The invention of photography not only enjoyed great popularity. The more in demand she became, the more critics there were – like the writer and art critic Charles Baudelaire.
Baudelaire was born in Paris on April 9, 1821. His biography depicts a rather depressed contemporary. One reads about drugs, lack of money, father problems and a suicide attempt. He died at the age of 46 from the long-term effects of syphilis. However, he did not spend his short life idly.
His work includes, among other things, the cycle of poems “The Flowers of Evil” and several essays, reviews, author portraits. He translated Edgar Alle Poe into French for the first time and was an enthusiastic revolutionary.
What is interesting for us is his critique of photography from “Der Salon” from 1859. In it he writes that photography is misjudged as art and is increasingly threatening painting. To create art, imagination was important to him. He could not imagine fantasy in connection with the technical camera.
Since the photographic industry was the refuge of all ailing painters whose talents or diligence were not sufficient to complete their studies, this general overestimation not only bore the mark of blindness and imbecility, but it also had a tinge of revenge . Charles Baudelaire; from: The Salon 1859
As a result, photographers were not artists for him, but on the contrary untalented or even lazy painters who had achieved nothing and now devoted themselves to commercial photography. However, Baudelaire did use the new technique, which is why there are several well-preserved daguerreotypes by well-known photographers such as Nadar.
I wonder what Baudelaire would do and write today. I imagine that not much would change: He lives in Paris, like back then with drugs and prostitutes. On the side, he writes for small left-wing magazines to keep himself afloat and in them eloquently criticizes the contemporary art scene.
And the photography? Baudelaire’s thoughts are still relevant, given the many discussions here and in other magazines. On the one hand, it’s about perfect focus areas. It is now possible to depict reality even more precisely than the human eye can perceive. Technology is often the focus.

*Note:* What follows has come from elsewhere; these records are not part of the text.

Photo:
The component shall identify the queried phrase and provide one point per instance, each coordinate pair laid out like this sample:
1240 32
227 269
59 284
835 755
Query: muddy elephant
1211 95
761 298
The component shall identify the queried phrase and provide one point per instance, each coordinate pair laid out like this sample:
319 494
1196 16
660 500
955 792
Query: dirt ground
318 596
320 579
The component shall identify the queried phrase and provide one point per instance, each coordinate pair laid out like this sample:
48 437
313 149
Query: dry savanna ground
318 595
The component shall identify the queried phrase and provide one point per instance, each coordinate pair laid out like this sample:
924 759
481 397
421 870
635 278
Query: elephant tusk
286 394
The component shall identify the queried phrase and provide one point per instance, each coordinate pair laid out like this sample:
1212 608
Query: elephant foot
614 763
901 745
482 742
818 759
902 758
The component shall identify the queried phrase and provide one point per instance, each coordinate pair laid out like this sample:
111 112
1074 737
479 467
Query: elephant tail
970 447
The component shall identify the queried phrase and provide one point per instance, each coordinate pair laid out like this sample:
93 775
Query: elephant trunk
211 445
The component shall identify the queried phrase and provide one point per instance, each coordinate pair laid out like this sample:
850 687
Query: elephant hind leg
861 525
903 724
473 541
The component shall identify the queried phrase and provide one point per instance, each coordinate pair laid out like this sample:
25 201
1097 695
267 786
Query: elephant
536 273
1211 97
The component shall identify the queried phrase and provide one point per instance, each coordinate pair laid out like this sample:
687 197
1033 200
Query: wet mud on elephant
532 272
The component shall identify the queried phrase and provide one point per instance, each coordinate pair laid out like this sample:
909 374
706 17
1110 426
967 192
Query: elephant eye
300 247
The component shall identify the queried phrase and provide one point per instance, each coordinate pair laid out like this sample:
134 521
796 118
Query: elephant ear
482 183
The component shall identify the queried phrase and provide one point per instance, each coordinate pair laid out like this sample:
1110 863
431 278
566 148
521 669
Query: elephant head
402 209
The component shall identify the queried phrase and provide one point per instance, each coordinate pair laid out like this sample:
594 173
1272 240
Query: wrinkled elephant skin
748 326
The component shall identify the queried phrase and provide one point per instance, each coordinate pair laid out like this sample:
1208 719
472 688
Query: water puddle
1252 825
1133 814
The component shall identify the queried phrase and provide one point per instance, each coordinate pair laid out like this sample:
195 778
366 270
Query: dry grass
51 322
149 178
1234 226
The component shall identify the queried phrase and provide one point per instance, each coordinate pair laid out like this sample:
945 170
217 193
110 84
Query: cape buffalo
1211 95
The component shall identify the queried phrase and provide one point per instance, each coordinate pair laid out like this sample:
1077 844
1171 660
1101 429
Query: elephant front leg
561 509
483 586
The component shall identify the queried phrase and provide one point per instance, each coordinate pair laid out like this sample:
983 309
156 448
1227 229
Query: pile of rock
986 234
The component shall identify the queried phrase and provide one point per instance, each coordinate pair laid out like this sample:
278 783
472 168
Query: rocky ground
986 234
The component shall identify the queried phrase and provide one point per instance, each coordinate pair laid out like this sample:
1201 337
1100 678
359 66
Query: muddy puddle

On the other hand, there are also photographers who don’t care about showing reality. They try to transport feelings and emotions with their pictures. Perhaps Baudelaire could have enjoyed it after all, would have gone off with a Polaroid camera or some other camera and taken blurry, experimental pictures where you can hardly see anything.
It’s only speculation, of course, but in any case it’s interesting that many photographers today attribute to the first photos, which Baudelaire so criticized at the time, because of their lack of perfection, what he denied them: imagination.
What was Charles Baudelaire known for?
His most famous work, a book of lyric poetry titled Les Fleurs du mal (The Flowers of Evil), expresses the changing nature of beauty in the rapidly industrializing Paris during the mid-19th century.
Who inspired Charles Baudelaire?
- Victor Hugo
- Gustave Flaubert
- Edgar Allan Poe
- Marquis de Sade
- Emanuel Swedenbo
- Joseph de Maistre
How did Baudelaire define modernity?
For Baudelaire, modernity encapsulates the “ephemeral, the fugitive, the contingent half of art” which serves to elucidate the “eternal and the immutable”; it entails observing and engaging the transient to gauge, understand and appreciate the perpetual.
How did Charles Baudelaire influence TS Eliot?
Therefore, as a symbolist poet, Charles Baudelaire influenced T.S. Eliot and like Baudelaire T.S. Eliot focused on the brokenness and falseness of modern experience and he found symbolism close to his era, therefore he took some essential parts as an inspiration.
Who is the father of symbolism?
Symbolism began as a literary movement in France in the 1880s during a period of enormous change and upheaval in Europe. The term first came into circulation in 1886 when the poet Jean Moréas published his ‘Symbolist Manifesto’ in the Parisian newspaper Le Figaro.
What type of poems did Baudelaire write?
In the 1860s, Baudelaire continued to write articles and essays on a wide range of subjects and figures. He was also publishing prose poems, which were posthumously collected in 1869 as Petits poèmes en prose (Little Poems in Prose).
What does the word Baudelaire mean?
A writer of poems
Is Baudelaire a romantic?
Baudelaire is fundamentally a romantic in both senses of the word—as a member of an intellectual and artistic movement that championed sublime passion and the heroism of the individual, and as a poet of erotic verse.